Qu’est-ce que le « Third Country National Agreement » ?- Le gouvernement sierra-léonais parle d’un « Third Country National Agreement » (TNCA), un accord sur les ressortissants de pays tiers conclu avec les États-Unis. Selon les autorités, il s’agit d’un mécanisme de coopération migratoire et humanitaire destiné à accueillir temporairement des ressortissants ouest-africains expulsés du territoire américain.
►Qui sont les migrants concernés ? - Selon Reuters et les autorités sierra-léonaises, les premiers arrivants sont des ressortissants du Sénégal, du Ghana, de Guinée et du Nigeria. Le gouvernement assure que seuls des ressortissants de pays membres de la Cédéao sont concernés par ce dispositif.
►Combien de temps resteront-ils en Sierra Leone ?- Freetown affirme que leur séjour sera limité à quatorze jours, avec un maximum de trente jours dans certains cas exceptionnels. Après cette période, les migrants doivent être reconduits vers leurs pays d’origine.
►Combien de personnes pourraient être concernées ?- Le cadre fixé par l’accord prévoit un maximum de 25 personnes par mois, soit jusqu’à 300 personnes par an, selon les documents publiés par le gouvernement.
►Qui finance leur accueil ?- Les autorités sierra-léonaises assurent qu’aucun argent public ne sera utilisé. Selon le ministère des Affaires étrangères, Washington a prévu une enveloppe de 1,5 million de dollars destinée à financer l’accueil, l’hébergement temporaire et le rapatriement des migrants.
►Pourquoi cet accord suscite-t-il des inquiétudes ?- L’accord provoque de nombreuses réactions dans l’opinion publique et au sein de la société civile. Plusieurs critiques portent sur le manque de transparence autour du dispositif, les profils des migrants concernés ou encore la capacité de la Sierra Leone à gérer leur accueil dans un contexte économique déjà difficile.

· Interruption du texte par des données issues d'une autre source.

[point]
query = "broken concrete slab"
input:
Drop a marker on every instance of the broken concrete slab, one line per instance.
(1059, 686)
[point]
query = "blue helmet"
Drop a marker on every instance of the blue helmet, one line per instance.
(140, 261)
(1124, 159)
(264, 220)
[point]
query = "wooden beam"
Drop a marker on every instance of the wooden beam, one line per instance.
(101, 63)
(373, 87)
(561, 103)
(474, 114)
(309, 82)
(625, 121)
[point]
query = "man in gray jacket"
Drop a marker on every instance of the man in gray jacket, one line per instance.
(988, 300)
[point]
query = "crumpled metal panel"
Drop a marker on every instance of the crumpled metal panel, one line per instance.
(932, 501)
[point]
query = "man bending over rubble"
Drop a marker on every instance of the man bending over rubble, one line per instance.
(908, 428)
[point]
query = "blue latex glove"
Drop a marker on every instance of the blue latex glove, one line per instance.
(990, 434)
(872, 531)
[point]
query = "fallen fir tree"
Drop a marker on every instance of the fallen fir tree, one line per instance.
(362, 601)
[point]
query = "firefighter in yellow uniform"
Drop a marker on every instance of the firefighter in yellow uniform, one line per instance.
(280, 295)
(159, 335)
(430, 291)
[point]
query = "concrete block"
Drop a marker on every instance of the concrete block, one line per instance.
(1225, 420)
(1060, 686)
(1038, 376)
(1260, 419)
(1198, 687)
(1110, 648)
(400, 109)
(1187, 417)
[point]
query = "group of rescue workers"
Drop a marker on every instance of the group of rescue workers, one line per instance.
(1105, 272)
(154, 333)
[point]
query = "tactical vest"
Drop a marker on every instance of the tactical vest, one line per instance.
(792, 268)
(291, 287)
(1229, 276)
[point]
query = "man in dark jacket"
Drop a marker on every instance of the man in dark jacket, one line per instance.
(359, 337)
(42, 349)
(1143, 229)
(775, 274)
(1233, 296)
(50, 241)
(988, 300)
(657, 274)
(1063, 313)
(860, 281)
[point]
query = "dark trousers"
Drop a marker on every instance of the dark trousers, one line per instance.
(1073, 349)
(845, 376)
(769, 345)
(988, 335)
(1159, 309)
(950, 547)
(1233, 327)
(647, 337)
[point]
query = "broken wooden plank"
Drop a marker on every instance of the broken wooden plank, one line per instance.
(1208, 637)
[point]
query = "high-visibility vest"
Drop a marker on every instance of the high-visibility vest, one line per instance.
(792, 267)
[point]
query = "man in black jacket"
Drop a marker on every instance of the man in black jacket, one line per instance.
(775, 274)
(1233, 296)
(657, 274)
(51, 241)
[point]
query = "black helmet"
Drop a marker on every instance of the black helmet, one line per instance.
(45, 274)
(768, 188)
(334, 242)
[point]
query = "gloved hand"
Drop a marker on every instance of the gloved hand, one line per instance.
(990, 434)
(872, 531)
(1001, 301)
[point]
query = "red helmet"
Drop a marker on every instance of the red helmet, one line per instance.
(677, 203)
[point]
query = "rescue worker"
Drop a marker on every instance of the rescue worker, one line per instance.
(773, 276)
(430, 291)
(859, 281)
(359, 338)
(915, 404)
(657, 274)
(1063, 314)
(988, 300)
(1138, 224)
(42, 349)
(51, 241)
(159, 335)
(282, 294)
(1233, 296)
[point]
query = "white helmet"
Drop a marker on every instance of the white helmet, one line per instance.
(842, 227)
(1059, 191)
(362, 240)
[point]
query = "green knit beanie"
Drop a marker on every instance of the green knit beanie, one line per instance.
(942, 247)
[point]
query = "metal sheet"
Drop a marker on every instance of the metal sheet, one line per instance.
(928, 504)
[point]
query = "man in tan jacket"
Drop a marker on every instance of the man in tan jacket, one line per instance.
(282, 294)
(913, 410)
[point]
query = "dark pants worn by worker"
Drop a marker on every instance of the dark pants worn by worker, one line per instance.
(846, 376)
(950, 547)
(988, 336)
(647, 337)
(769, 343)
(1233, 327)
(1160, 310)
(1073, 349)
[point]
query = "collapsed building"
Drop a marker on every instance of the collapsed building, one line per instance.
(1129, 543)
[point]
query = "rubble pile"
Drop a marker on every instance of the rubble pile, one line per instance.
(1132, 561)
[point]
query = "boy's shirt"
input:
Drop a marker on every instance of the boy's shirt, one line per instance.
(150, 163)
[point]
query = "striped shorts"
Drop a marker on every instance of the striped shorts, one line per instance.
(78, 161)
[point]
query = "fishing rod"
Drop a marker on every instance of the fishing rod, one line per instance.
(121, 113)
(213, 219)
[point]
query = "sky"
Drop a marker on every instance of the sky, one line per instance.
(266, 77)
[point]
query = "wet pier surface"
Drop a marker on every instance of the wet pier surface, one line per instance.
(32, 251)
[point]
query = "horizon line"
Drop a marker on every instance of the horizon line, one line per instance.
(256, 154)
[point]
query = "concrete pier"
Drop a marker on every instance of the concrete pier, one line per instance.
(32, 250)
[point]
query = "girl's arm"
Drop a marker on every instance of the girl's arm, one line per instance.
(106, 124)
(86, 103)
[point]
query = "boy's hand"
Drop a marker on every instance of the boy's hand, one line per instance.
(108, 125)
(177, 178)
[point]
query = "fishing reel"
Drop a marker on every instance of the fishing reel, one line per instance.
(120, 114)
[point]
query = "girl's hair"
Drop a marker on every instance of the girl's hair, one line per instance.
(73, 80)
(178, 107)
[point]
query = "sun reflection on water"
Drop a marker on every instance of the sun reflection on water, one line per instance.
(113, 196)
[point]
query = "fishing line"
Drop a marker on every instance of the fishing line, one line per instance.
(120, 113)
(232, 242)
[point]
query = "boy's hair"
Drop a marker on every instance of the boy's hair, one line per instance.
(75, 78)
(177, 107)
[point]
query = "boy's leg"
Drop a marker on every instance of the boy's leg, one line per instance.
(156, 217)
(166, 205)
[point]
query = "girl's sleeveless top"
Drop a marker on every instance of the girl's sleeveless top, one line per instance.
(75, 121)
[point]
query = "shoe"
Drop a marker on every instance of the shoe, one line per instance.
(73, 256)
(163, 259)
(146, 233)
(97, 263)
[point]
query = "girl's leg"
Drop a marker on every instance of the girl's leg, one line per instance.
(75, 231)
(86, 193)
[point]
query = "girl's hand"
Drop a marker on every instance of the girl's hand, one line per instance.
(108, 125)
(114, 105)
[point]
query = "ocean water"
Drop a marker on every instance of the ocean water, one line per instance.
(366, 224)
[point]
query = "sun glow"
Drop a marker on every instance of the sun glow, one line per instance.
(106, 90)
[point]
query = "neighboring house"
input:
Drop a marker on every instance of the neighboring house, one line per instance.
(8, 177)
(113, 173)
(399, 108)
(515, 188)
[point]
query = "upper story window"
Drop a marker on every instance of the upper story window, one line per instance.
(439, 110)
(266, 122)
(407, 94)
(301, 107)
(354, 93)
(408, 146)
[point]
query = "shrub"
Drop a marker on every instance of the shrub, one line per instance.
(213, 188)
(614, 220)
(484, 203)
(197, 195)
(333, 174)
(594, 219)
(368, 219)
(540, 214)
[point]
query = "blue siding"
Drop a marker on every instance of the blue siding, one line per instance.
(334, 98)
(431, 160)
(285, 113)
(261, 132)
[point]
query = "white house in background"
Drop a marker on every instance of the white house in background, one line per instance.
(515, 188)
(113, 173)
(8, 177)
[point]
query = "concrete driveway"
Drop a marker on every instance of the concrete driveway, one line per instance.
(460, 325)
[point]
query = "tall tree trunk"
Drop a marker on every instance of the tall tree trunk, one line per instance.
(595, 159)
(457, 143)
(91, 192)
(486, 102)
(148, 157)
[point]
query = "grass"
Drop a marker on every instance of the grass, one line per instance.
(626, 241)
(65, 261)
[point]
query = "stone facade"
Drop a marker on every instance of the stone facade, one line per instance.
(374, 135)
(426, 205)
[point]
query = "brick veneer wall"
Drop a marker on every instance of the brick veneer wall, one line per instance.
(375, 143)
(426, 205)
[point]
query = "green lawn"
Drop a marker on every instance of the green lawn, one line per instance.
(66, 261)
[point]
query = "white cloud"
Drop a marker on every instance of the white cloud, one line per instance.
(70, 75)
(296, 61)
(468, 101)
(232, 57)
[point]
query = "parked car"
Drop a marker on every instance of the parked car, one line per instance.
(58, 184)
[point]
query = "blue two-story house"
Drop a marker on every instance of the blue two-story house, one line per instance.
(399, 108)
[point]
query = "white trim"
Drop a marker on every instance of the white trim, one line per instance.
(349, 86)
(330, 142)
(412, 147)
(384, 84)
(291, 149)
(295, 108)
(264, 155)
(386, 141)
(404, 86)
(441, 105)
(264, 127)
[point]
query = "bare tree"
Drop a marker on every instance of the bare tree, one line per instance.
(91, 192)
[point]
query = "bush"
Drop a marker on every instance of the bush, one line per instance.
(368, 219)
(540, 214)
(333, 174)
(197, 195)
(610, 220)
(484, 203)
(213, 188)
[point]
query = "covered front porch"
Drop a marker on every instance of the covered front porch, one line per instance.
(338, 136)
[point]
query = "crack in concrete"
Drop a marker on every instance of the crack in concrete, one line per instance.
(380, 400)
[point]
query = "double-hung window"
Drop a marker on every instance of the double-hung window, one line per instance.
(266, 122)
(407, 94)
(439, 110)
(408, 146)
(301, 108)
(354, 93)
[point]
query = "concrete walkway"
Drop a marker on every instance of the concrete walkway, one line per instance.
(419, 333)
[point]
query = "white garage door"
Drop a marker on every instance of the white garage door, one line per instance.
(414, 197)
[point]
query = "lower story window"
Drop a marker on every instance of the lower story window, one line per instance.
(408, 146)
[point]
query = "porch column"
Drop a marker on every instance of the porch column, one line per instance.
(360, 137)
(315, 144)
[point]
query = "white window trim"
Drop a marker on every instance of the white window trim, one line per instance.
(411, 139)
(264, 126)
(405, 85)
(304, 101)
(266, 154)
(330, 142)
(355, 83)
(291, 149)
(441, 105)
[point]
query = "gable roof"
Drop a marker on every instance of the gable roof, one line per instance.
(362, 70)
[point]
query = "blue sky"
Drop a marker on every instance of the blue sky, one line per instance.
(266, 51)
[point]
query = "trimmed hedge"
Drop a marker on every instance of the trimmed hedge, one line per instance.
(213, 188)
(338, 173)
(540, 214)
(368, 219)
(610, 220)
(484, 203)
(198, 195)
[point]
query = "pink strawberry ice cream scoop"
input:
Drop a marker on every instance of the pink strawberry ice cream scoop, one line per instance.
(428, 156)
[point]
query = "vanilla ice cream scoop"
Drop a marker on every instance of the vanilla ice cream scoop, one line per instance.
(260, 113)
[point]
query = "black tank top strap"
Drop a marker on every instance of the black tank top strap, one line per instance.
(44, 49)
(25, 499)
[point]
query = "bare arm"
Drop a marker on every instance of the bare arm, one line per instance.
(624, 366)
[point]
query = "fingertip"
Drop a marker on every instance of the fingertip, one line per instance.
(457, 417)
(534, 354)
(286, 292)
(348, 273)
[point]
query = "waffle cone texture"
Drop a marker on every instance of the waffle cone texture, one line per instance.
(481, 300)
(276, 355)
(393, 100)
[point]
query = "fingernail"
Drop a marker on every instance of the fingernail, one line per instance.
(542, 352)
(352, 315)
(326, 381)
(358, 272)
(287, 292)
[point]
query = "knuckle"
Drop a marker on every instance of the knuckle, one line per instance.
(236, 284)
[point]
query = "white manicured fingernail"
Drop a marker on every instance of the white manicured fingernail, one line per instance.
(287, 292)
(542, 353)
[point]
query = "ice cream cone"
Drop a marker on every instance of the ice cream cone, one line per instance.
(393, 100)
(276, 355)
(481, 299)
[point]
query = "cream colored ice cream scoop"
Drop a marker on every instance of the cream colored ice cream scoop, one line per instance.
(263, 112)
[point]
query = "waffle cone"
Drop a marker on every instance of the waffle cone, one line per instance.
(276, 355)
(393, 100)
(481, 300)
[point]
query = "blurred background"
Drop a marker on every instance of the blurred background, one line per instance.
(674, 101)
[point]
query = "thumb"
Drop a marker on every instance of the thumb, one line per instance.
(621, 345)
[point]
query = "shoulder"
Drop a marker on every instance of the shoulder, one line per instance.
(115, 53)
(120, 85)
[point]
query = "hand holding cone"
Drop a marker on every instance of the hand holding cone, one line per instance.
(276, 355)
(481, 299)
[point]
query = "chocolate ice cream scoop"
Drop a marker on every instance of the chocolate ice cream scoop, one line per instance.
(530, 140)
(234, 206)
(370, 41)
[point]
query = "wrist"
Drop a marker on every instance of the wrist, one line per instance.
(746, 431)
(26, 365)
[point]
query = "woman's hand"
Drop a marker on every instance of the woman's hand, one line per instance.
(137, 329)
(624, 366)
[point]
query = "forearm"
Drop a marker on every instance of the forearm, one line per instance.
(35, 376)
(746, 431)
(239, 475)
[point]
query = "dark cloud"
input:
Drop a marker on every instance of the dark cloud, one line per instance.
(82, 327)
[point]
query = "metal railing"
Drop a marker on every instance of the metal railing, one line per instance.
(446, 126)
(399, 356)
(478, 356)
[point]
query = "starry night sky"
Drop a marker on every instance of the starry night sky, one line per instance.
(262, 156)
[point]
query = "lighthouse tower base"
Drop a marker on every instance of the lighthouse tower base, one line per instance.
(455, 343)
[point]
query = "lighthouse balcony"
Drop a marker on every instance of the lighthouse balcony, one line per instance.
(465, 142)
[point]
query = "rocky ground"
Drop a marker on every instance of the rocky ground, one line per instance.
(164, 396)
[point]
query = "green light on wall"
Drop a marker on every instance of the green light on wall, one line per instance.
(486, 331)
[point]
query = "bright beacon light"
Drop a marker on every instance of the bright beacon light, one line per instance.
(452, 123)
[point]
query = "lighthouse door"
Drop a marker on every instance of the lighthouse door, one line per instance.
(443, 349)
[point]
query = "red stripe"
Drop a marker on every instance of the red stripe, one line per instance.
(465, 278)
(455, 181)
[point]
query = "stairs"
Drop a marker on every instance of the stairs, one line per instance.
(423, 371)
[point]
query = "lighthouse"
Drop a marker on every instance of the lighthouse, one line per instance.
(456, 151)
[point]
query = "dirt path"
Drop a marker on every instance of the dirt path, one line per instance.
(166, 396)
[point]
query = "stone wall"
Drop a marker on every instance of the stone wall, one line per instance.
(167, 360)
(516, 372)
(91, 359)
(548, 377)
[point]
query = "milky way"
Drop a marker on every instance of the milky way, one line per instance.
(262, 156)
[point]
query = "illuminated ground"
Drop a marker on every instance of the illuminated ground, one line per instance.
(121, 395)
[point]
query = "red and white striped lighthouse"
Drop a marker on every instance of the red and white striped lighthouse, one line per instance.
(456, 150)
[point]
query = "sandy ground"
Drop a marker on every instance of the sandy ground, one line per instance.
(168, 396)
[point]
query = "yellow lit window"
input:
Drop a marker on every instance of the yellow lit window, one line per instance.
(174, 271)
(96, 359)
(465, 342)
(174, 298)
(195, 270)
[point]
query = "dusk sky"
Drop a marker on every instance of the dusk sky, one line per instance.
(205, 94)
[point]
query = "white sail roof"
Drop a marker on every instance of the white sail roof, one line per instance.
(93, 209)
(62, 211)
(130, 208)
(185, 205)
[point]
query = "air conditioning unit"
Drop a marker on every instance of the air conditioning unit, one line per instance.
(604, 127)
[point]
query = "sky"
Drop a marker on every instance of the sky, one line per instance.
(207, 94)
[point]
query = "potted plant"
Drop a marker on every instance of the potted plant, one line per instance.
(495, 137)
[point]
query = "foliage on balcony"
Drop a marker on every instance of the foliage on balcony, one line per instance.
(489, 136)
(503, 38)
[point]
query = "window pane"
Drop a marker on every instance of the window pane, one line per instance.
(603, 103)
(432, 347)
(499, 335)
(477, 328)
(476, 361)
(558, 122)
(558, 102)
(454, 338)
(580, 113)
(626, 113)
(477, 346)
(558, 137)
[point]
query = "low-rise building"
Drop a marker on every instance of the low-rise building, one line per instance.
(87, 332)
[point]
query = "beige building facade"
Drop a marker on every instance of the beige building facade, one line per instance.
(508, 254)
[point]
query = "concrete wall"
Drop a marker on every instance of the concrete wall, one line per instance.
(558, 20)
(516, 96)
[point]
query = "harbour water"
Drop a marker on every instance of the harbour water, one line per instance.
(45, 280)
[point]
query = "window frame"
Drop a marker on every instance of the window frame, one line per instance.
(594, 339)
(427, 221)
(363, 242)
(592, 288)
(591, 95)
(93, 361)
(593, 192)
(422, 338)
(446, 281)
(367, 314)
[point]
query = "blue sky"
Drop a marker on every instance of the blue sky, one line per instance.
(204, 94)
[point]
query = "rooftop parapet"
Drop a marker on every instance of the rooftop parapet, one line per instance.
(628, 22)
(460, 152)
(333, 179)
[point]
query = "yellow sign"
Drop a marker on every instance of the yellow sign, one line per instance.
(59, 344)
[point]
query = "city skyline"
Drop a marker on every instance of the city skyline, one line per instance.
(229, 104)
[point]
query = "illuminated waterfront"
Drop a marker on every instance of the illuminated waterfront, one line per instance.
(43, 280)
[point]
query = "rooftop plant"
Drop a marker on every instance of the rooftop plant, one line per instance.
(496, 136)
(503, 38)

Abdul M. Fatoma, directeur de l’ONG Campaign for Human Rights and Development International, dit craindre l’absence de garanties claires concernant le suivi des migrants après leur arrivée. « Les citoyens s’inquiètent du profil des personnes qui vont être envoyées en Sierra Leone. Ont-elles des antécédents de violences domestiques ou de violences basées sur le genre ? Comment protéger nos enfants, nos femmes, nos sœurs, nos mères ? Une société privée est chargée de l’hébergement temporaire de ces migrants, mais après ? Il n’existe aucun plan clair quant à leur réinsertion parmi la population », estime-t-il.
L’activiste dénonce également l’absence de consultation publique et estime que le gouvernement n’a pas suffisamment communiqué sur les modalités concrètes de l’accord.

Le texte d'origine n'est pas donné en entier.